Every now and then, Claude would hit a wall. Context would get cleaned, the conversation would get long, and suddenly, changes started making things worse. This happened especially when writing test cases - the kind of work that requires holding a lot of context about what the code should do versus what it actually does.
Out of frustration, I started throwing the problematic code at Codex for a second opinion. “Why isn’t this working?” I’d ask. Codex would analyse the code, spot issues Claude had missed, and offer a different perspective.
What surprised me was how often this worked. Sometimes Codex’s insight solved the problem directly. Other times, I’d feed Codex’s feedback back to Claude, they’d go back and forth (with me as the messenger), and the solution that emerged was often more elegant than either would have produced alone. I recently added Gemini-3 into the mix.
Then, as happens with side projects, the actual project became secondary. The interesting question became: what if I could automate this? What if two models could debate their way to a consensus on a bug fix or feature implementation?
I’m still working through this idea. But I recently discovered Karpathy’s llm-council project, which explores similar territory - using multiple LLMs to deliberate and reach collective judgments.

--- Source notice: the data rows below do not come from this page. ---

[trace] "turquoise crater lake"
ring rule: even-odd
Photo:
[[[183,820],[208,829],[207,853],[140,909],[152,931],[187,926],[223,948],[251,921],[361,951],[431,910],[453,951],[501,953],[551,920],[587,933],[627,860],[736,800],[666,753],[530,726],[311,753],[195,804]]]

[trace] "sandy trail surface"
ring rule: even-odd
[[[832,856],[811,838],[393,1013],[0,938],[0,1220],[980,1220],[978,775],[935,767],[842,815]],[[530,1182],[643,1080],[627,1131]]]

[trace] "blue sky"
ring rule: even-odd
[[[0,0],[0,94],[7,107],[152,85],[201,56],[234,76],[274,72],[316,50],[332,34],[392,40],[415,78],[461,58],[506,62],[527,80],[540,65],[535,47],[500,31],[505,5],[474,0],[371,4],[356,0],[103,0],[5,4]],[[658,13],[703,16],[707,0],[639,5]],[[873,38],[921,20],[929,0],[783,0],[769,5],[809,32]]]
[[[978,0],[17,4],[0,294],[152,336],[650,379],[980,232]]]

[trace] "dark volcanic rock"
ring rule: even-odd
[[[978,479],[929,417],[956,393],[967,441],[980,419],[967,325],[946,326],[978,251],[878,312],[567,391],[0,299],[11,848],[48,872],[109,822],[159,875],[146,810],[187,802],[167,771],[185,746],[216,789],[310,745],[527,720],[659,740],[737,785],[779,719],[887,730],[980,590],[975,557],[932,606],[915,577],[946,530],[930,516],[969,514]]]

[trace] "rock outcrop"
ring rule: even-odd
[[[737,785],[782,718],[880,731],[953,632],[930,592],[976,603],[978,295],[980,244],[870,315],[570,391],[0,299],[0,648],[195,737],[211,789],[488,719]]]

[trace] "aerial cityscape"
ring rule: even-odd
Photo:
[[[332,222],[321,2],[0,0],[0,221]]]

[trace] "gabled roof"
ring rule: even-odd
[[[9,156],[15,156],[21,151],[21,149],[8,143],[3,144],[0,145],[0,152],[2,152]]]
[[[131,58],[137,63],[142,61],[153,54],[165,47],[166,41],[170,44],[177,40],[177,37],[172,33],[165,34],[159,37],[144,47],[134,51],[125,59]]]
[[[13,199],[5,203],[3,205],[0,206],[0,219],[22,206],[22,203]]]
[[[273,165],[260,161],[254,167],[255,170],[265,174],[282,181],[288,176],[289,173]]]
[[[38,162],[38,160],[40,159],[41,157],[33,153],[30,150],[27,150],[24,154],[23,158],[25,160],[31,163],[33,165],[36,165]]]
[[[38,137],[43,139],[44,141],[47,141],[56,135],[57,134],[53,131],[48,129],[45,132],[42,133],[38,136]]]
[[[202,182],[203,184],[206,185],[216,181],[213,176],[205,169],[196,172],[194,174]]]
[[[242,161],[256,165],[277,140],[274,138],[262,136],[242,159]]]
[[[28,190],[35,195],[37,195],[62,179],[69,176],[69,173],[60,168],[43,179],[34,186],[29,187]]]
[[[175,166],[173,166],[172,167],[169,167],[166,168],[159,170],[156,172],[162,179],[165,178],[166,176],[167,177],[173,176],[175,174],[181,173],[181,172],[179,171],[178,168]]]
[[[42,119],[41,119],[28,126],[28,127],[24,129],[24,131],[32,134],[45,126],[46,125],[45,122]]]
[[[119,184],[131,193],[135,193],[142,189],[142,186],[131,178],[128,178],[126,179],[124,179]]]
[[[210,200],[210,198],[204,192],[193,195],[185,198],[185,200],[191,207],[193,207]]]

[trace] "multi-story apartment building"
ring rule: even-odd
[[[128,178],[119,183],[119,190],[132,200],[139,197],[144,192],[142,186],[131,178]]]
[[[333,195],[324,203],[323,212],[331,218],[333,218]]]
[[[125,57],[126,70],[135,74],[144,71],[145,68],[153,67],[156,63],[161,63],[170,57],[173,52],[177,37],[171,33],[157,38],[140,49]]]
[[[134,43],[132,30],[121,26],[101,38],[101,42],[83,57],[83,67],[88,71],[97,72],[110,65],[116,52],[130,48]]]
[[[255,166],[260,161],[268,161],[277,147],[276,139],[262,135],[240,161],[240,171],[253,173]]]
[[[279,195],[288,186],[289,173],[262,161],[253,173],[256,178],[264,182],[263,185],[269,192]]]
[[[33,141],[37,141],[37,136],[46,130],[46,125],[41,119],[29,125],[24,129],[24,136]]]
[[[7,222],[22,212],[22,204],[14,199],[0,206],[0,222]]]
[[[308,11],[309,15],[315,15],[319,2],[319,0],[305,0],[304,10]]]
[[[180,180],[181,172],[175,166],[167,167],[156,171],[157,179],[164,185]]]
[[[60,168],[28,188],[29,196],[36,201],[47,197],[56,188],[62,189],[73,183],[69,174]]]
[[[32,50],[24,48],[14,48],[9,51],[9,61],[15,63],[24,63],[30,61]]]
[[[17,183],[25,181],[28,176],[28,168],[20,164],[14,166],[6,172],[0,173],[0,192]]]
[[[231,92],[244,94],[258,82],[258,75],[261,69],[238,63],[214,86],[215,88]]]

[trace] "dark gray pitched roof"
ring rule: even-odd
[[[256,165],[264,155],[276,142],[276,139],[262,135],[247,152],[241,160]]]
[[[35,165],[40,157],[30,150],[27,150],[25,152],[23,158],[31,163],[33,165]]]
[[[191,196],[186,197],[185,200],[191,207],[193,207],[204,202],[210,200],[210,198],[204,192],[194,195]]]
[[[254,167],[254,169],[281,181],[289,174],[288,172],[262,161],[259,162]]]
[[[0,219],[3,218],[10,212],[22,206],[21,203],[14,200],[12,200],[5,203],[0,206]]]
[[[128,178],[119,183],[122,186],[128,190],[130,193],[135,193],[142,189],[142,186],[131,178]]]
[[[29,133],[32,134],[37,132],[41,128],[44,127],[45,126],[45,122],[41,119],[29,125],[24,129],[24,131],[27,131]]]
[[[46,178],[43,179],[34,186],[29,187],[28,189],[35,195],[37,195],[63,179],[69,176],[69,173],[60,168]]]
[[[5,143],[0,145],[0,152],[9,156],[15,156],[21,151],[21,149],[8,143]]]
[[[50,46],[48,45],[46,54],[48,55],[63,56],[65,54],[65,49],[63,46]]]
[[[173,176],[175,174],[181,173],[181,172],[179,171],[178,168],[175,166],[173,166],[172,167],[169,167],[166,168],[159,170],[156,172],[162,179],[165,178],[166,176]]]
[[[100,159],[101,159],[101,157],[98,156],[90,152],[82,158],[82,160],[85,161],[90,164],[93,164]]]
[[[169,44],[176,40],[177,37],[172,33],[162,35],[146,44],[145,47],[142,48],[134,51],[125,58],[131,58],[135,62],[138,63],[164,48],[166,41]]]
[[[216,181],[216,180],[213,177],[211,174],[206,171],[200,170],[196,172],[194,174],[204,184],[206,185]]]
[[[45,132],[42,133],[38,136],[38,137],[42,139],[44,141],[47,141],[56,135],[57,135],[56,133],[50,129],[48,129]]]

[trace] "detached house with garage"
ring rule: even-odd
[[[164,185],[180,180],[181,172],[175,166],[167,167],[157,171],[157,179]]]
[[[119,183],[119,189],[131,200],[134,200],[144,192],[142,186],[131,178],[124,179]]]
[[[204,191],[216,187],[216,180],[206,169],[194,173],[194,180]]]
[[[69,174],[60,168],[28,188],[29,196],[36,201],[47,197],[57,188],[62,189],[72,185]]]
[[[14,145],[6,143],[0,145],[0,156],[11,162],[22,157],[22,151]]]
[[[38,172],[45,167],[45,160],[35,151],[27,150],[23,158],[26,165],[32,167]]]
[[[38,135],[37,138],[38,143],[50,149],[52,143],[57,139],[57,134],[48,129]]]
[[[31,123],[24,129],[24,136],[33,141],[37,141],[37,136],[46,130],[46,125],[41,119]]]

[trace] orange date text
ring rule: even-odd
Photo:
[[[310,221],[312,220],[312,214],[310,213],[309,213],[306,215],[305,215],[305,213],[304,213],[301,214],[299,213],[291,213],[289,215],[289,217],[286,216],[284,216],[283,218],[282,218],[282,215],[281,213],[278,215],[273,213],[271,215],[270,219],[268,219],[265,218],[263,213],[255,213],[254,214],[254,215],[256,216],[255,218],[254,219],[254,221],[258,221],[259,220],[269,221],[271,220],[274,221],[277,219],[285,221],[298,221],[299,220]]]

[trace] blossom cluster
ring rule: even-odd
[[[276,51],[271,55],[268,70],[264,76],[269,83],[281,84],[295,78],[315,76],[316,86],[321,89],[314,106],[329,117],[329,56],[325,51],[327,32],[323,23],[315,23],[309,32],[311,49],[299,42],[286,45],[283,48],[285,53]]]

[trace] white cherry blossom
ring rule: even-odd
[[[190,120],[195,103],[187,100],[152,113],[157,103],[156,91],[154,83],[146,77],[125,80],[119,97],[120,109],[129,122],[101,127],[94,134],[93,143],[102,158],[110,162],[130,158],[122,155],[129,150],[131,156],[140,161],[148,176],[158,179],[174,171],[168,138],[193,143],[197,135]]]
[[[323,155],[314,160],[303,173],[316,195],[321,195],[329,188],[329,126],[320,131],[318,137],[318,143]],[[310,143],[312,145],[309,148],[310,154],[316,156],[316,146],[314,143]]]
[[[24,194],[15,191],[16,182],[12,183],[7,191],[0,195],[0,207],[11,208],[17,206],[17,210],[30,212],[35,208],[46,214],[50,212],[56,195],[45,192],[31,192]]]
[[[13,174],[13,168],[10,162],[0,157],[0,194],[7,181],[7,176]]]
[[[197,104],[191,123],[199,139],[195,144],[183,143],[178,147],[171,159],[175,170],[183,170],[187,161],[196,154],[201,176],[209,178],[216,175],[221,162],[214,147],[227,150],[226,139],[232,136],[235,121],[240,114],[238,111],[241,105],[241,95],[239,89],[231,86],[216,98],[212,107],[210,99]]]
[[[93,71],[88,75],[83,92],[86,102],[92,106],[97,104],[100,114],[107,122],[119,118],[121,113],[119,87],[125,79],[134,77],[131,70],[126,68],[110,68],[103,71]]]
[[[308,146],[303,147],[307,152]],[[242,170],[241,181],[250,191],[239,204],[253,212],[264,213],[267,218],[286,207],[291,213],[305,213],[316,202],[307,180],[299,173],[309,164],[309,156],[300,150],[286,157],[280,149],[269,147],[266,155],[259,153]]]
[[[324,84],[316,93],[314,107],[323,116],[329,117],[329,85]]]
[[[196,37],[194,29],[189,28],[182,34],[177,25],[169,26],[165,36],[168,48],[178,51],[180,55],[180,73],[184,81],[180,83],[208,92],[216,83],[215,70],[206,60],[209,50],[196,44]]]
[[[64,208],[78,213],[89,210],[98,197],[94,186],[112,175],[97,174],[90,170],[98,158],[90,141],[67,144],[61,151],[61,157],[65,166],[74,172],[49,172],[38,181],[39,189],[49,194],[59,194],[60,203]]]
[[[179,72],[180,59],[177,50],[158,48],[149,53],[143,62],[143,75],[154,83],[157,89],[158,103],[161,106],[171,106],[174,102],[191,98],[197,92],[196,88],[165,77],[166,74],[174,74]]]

This has also led me to another question: how do you actually manage multiple AI models in practice? Routing, orchestration and observability across different providers - suddenly AI gateways start looking very relevant. But that’s a whole other discussion.
There’s something here. The failure mode of a single model in a long context isn’t “wrong answers” - it’s confident drift. A second model doesn’t share that drift. It has fresh eyes.
Maybe the future of AI-assisted coding isn’t one really smart model. Maybe it’s several models keeping each other honest.